Both narratives are wrong about God. The God of the Old Testament and the God of the New Testament are the same God. If God changed then he would not be God.
First let us look at the judgmental God of the Old Testament. Moses traveled to Egypt to free the Israelite slaves from the oppressive Egyptians. God tells Moses that He will free the Israelite people through signs and wonders and he also tells Moses that the signs and wonders will be a judgment on Egypt.
3 But I will harden Pharaoh’s heart, and though I multiply my signs and wonders in the land of Egypt, 4 Pharaoh will not listen to you. Then I will lay my hand on Egypt and bring my hosts, my people the children of Israel, out of the land of Egypt by great acts of judgment. Exodus 7:3-4 ESV
Here is the God of the Old Testament condemning the Egyptians to a painful judgment that ultimately ends in the first born throughout Egypt being killed by an angel of God. This final plague and judgment was so overwhelming that the Egyptians begged the Israelites to leave.
Was this a vengeful and angry God who had no right and therefore we can condemned his action or was this a righteous judge who is justified to judge Egypt in this manner? Before answering this question remember that the Egyptians are holding the Israelites as oppressed slaves. These are the same Egyptians that set about to murder every boy born to the Israelites. These same Egyptians that rejected God to serve after false gods. As creator of humanity and sustainer of the universe God created us to worship him and him alone.
Fast forward to the New Testament where Jesus explains God’s purpose in judgment. Jesus the loving and compassionate tells a religious man exactly what God is doing and what God is doing is not a judge-less God wanting the people to just do whatever they want.
17 For God did not send his Son into the world to condemn the world, but in order that the world might be saved through him. 18 Whoever believes in him is not condemned, but whoever does not believe is condemned already, because he has not believed in the name of the only Son of God. 19 And this is the judgment: the light has come into the world, and people loved the darkness rather than the light because their works were evil. John 3:17-19 ESV
The cultural narrative is that God loves everyone. And that is true. Jesus says that God sent his Son, Jesus, into the world not to condemn the world but to save the world. The cultural narrative also says that God just wants everyone to be happy being whoever they want to be and doing whatever they want to do. This is not true.

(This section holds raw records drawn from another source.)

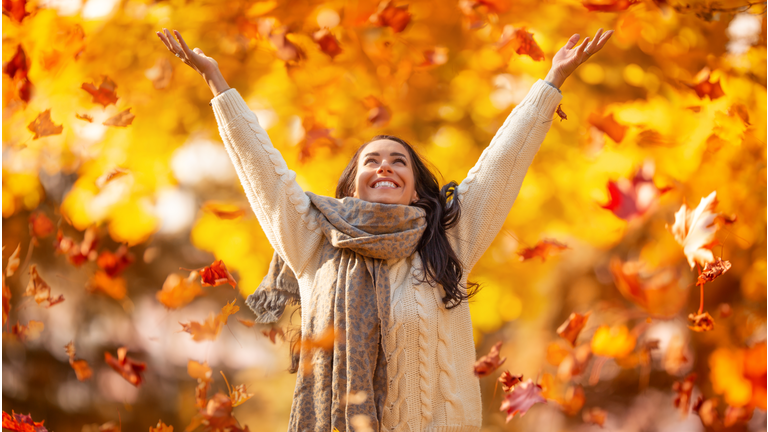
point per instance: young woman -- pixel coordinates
(384, 265)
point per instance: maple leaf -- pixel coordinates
(378, 114)
(114, 263)
(595, 415)
(608, 125)
(16, 10)
(178, 291)
(658, 291)
(38, 288)
(396, 18)
(161, 427)
(683, 389)
(544, 248)
(328, 42)
(85, 117)
(695, 230)
(114, 287)
(615, 342)
(40, 226)
(631, 199)
(608, 5)
(31, 331)
(104, 94)
(13, 262)
(508, 380)
(127, 368)
(223, 211)
(488, 363)
(559, 111)
(570, 329)
(216, 274)
(82, 370)
(521, 399)
(121, 119)
(701, 322)
(43, 126)
(712, 270)
(22, 423)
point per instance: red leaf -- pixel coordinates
(630, 199)
(490, 362)
(521, 399)
(128, 368)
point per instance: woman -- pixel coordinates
(385, 263)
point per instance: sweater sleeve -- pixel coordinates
(281, 206)
(492, 185)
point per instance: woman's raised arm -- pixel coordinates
(280, 205)
(492, 185)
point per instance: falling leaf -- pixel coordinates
(561, 113)
(114, 287)
(20, 422)
(657, 291)
(616, 341)
(544, 249)
(397, 18)
(608, 5)
(82, 370)
(521, 399)
(40, 225)
(508, 380)
(13, 262)
(595, 416)
(31, 331)
(217, 274)
(127, 368)
(328, 42)
(608, 125)
(488, 363)
(223, 211)
(378, 114)
(122, 119)
(683, 389)
(570, 329)
(634, 198)
(43, 126)
(695, 230)
(178, 291)
(712, 270)
(104, 94)
(701, 322)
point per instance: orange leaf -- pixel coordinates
(489, 362)
(113, 287)
(121, 119)
(609, 126)
(104, 94)
(128, 368)
(43, 126)
(570, 329)
(216, 274)
(178, 291)
(544, 248)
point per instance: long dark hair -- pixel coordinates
(440, 263)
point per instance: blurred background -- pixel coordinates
(114, 178)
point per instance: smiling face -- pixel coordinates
(385, 174)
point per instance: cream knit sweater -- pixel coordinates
(431, 382)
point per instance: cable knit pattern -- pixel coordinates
(431, 384)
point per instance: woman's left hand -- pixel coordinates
(565, 62)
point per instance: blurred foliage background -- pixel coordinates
(678, 95)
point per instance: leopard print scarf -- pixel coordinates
(350, 294)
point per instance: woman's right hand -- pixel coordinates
(195, 58)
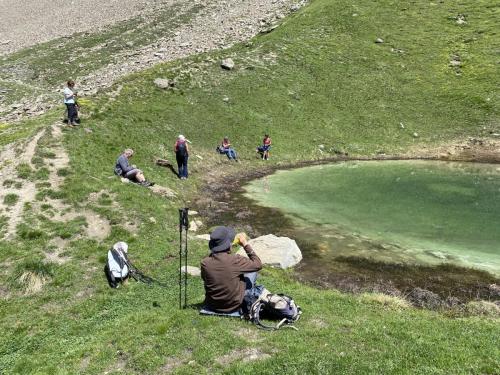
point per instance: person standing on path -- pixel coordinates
(70, 102)
(181, 150)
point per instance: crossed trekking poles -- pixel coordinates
(183, 251)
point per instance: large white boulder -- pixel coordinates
(281, 252)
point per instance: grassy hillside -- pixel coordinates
(319, 78)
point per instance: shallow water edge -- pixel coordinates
(227, 204)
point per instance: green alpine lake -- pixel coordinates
(405, 212)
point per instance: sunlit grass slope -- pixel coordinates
(319, 78)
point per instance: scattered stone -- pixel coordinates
(461, 19)
(191, 270)
(164, 83)
(227, 64)
(281, 252)
(163, 191)
(205, 237)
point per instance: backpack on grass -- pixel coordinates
(276, 307)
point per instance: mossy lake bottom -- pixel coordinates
(389, 219)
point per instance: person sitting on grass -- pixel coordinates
(117, 266)
(225, 148)
(229, 278)
(265, 148)
(124, 169)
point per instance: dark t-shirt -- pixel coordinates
(222, 274)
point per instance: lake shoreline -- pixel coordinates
(447, 285)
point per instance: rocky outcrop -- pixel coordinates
(281, 252)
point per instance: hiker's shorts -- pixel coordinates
(131, 174)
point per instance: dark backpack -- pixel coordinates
(276, 307)
(181, 149)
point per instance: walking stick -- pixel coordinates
(183, 228)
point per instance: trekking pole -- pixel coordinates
(183, 227)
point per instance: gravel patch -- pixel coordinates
(35, 21)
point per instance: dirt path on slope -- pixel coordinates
(217, 24)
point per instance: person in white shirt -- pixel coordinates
(70, 101)
(117, 266)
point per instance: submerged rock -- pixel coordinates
(281, 252)
(191, 270)
(425, 298)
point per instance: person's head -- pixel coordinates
(121, 246)
(221, 239)
(128, 153)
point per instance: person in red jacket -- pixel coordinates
(181, 150)
(227, 277)
(265, 148)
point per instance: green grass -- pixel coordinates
(10, 199)
(319, 78)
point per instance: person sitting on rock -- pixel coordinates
(264, 150)
(124, 169)
(229, 278)
(226, 149)
(117, 267)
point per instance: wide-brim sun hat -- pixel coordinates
(221, 239)
(121, 246)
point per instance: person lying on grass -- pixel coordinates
(228, 278)
(124, 169)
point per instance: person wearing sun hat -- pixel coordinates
(228, 277)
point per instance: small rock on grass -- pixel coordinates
(163, 83)
(227, 64)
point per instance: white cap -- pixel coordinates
(121, 246)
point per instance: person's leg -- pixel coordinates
(179, 165)
(250, 279)
(72, 114)
(140, 177)
(185, 167)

Jesus spells it out “this is the judgment” that Jesus is the light of the world but selfish, evil, and hedonistic humanity loves the darkness and does not want the salvation of Jesus because humanity’s works are “evil”. Jesus described humanity as “evil” that includes me and not just people outside of my affinity group. Furthermore Jesus states clearly that anyone who does not believe in the Son, Jesus, and the light he brings stands judged “condemned” by God.

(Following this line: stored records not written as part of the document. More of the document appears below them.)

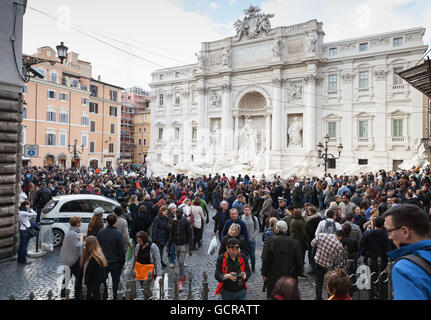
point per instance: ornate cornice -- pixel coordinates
(348, 77)
(313, 79)
(202, 90)
(226, 87)
(278, 83)
(381, 74)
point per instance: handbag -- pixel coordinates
(214, 246)
(32, 231)
(142, 271)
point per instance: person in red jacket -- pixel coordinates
(338, 285)
(183, 197)
(232, 183)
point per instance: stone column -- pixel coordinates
(347, 124)
(268, 131)
(379, 130)
(276, 115)
(226, 119)
(10, 168)
(236, 141)
(309, 118)
(202, 120)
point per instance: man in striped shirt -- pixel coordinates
(327, 245)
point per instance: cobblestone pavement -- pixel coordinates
(41, 276)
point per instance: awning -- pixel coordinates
(419, 77)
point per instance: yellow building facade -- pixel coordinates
(142, 136)
(66, 106)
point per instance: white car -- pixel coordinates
(62, 208)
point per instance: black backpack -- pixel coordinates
(419, 261)
(45, 196)
(329, 227)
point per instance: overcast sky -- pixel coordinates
(167, 33)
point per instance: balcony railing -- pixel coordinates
(398, 87)
(398, 139)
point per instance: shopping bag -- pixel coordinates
(214, 246)
(142, 271)
(130, 250)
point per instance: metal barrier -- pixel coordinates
(371, 277)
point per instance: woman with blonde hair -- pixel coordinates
(96, 222)
(370, 223)
(93, 264)
(332, 206)
(133, 206)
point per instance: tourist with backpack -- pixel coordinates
(43, 196)
(408, 227)
(329, 225)
(252, 224)
(327, 245)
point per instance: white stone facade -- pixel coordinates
(275, 93)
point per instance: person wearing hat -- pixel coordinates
(266, 208)
(96, 222)
(297, 196)
(282, 202)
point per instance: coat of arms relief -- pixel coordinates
(254, 23)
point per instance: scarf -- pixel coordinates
(224, 271)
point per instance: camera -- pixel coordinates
(238, 277)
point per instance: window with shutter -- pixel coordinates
(332, 129)
(363, 129)
(397, 127)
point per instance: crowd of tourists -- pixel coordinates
(303, 221)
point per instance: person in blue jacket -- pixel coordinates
(408, 227)
(234, 218)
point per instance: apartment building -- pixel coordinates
(68, 107)
(142, 136)
(134, 101)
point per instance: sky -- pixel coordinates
(149, 35)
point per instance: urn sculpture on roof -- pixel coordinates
(253, 24)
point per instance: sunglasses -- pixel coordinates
(390, 230)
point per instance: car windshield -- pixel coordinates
(49, 206)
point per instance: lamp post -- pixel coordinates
(29, 61)
(325, 155)
(74, 150)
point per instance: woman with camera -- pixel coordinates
(27, 230)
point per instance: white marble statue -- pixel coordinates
(226, 57)
(249, 135)
(200, 58)
(295, 132)
(417, 161)
(241, 28)
(215, 136)
(277, 50)
(312, 43)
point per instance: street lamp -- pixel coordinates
(62, 51)
(327, 156)
(29, 61)
(73, 150)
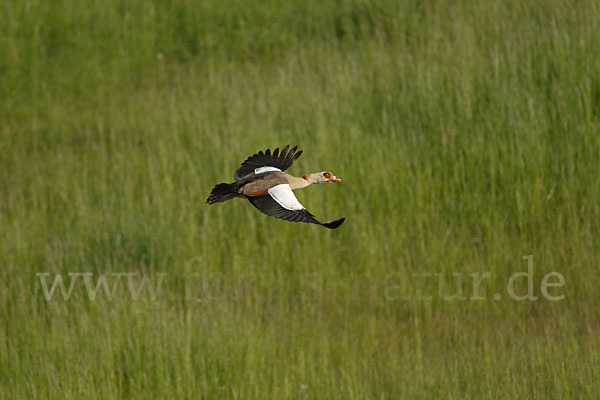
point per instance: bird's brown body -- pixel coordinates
(261, 180)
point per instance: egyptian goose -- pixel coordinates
(262, 180)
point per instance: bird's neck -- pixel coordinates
(298, 183)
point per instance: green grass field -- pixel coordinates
(467, 134)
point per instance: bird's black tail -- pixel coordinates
(222, 192)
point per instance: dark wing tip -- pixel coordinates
(334, 224)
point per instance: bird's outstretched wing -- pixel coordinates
(267, 162)
(280, 202)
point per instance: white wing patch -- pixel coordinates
(284, 196)
(262, 170)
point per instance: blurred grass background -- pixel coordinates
(467, 135)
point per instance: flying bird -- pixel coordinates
(261, 179)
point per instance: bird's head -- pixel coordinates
(322, 177)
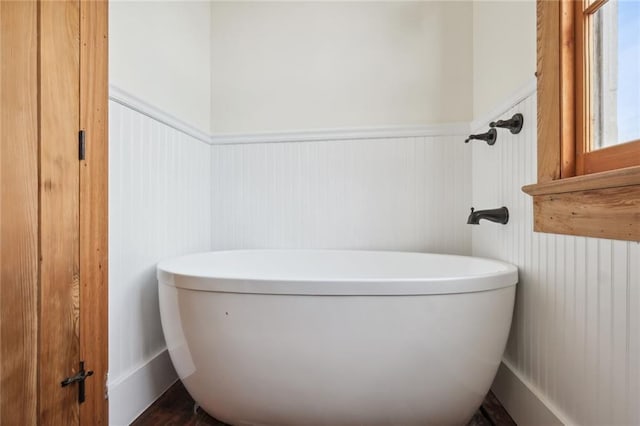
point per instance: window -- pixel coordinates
(607, 82)
(588, 119)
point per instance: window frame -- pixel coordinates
(610, 158)
(566, 200)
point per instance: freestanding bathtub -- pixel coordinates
(324, 337)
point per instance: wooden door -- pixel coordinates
(53, 209)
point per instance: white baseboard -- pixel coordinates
(131, 395)
(526, 405)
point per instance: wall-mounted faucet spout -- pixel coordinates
(489, 137)
(500, 215)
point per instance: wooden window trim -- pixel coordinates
(603, 203)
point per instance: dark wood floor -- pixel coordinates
(175, 408)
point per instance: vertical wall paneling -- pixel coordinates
(387, 194)
(576, 328)
(159, 207)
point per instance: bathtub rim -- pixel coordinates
(168, 273)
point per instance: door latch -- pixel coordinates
(78, 378)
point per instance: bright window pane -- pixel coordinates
(615, 73)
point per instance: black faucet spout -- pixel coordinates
(500, 215)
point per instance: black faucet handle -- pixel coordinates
(514, 124)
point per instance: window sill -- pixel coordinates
(600, 205)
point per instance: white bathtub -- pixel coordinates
(322, 337)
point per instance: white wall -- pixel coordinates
(504, 50)
(306, 65)
(159, 207)
(575, 337)
(159, 51)
(408, 193)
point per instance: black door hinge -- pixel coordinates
(81, 145)
(78, 378)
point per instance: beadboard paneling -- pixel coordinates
(575, 336)
(395, 194)
(159, 207)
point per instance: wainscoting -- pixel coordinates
(408, 193)
(575, 338)
(159, 207)
(574, 350)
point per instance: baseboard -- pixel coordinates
(131, 395)
(526, 405)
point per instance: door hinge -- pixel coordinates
(82, 147)
(78, 378)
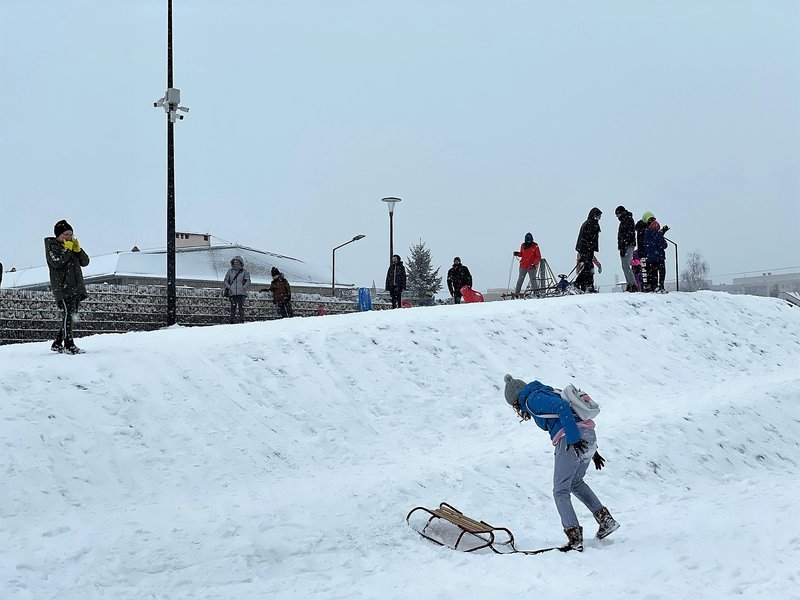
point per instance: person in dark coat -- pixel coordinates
(655, 244)
(626, 244)
(588, 243)
(457, 277)
(65, 259)
(281, 294)
(641, 227)
(396, 280)
(236, 284)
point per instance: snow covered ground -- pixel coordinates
(279, 459)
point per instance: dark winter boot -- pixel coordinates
(606, 521)
(575, 537)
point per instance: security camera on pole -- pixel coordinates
(171, 105)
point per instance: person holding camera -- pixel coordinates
(65, 259)
(236, 283)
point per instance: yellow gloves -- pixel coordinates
(72, 245)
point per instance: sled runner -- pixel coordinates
(479, 534)
(546, 285)
(470, 295)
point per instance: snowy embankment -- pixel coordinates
(279, 459)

Just as the Egyptians were condemned because they loved the darkness wanting nothing to do with their Creator so too will we who love what is contrary to God. God has brought light and truth into a dark world yet just as the Egyptians rejected the words of God so too is this current culture stand condemned. God has not changed who he is and we have a choice of salvation through Christ or to continue to love what the darkness wants to be important. Just understand that God and the evil done in darkness are not compatible. One cannot choose this world and what is popular in this world and then stand before God without condemnation.
Dear reader Christ stands at the door to your life. Would you love the politics, the lifestyle, the anger, the disappointment, and the lust of this life more than the salvation that Christ offers where “whoever believes in him is not condemned”?